1. Durant cette Année de la Miséricorde, il est important de se plonger dans la vie des saints, parce que, comme nous l’a dit le Pape François, “ils sont entrés dans la profondeur de la Miséricorde”.

La vie de Sainte Thérèse de Lisieux (1873-1897) et celle de Padre Pio (1887-1968), comme d’ailleurs celle de tous les saints, et si nous le voulons, de chacun d’entre nous et de tout homme, est une histoire d’amour entre Dieu et l’âme, entre le Père et le Fils, en lequel le Seigneur se manifeste par sa miséricorde, sa tendresse, sa compassion et sa charité infinie.

Au cours de cette réflexion, nous chercherons la présence de Dieu en ces deux saints, en pénétrant dans leur chemin de sanctification et dans leur spiritualité, avec le but d’être guidés par leur exemple, vers la rencontre avec le Miséricordieux.

Ces deux saints ne se sont pas connus personnellement : en fait, quand Sainte Thérèse de l’Enfant Jésus est morte, Padre Pio n’avait que 10 ans.

Mais, Padre Agostino de San Marco in Lamis, le directeur spirituel de Padre Pio, et professeur de théologie, lui inculqua la dévotion envers Sainte Thérèse, et l’invita à lire l’ “Histoire d’une âme”

Padre Pio devint ainsi profondément amoureux de la spiritualité de la petite Thérèse, jusqu’à intérioriser son langage spirituel et mystique.

Comme nous le verrons, ces deux saints ont vécus des phénomènes mystiques similaires, comme la blessure d’amour, l’abandon à l’amour divin, et la Nuit de l’Esprit.

De fait, en comparant la description qu’ils font de ces phénomènes, on s’aperçoit que le langage, les sentiments, les émotions exprimés par Padre Pio, sont très similaires à ce qu’écrit Sainte Thérèse de l’Enfant Jésus.

La participation du Saint de Pietrelcina, en bilocation, à la béatification et à la canonisation de Sainte Thérèse de l’Enfant Jésus, est un fait reconnu.

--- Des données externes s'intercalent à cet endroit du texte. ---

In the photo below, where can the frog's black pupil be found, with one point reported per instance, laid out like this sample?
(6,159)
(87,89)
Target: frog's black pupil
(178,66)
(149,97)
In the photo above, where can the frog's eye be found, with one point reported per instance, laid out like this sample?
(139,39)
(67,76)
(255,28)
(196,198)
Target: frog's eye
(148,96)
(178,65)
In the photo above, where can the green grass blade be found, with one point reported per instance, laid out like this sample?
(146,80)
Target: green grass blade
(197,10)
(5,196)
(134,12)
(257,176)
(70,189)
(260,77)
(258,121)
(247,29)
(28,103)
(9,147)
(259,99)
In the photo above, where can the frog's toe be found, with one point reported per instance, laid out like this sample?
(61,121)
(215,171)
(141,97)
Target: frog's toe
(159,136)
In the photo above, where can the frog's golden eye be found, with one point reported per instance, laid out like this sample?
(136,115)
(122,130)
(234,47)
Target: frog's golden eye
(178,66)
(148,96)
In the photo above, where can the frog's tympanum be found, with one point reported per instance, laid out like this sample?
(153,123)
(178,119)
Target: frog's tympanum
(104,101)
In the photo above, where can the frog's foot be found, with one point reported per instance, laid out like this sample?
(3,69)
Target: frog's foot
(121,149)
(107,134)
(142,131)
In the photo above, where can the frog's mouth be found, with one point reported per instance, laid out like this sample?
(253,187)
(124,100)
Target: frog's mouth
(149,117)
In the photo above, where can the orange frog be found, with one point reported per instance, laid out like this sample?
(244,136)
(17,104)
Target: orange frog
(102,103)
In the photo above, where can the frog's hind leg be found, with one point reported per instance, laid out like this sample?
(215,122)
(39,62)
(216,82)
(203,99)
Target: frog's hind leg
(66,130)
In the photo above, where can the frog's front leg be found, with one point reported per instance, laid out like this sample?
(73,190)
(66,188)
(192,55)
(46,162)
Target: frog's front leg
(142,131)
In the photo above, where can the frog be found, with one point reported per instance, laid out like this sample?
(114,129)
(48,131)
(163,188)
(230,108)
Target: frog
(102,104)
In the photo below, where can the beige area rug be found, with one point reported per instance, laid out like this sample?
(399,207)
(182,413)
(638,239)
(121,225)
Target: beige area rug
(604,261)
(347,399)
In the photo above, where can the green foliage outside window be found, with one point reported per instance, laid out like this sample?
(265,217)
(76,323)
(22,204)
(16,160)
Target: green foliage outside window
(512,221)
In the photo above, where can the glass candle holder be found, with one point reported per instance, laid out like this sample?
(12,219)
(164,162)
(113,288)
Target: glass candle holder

Monseigneur Thomas Gregorio Comacho, Archevêque de Salto (Uruguay) a en effet, déclaré avoir vu, le 29 avril 1923, le frère capucin dans la Basilique Saint Pierre. Toutefois quand il s’approcha pour le saluer, celui-ci disparut.

 Puis, deux ans plus tard, le 17 mai 1925, le jour de la canonisation de Sainte Thérèse, ce fut Don Orione (Saint Louis Orione) qui témoigna de la présence de Padre Pio, toujours en bilocation. Don Orione, déclara lui aussi, que Padre Pio disparaissait chaque fois qu’il essayait de s’en approcher.

Ces deux bilocations, survenues lors de deux évènements écclésiaux importants regardant Sainte Thérèse, montrent la dévotion que le capucin stigmatisé nourrissait pour la sainte Patrone des Missions.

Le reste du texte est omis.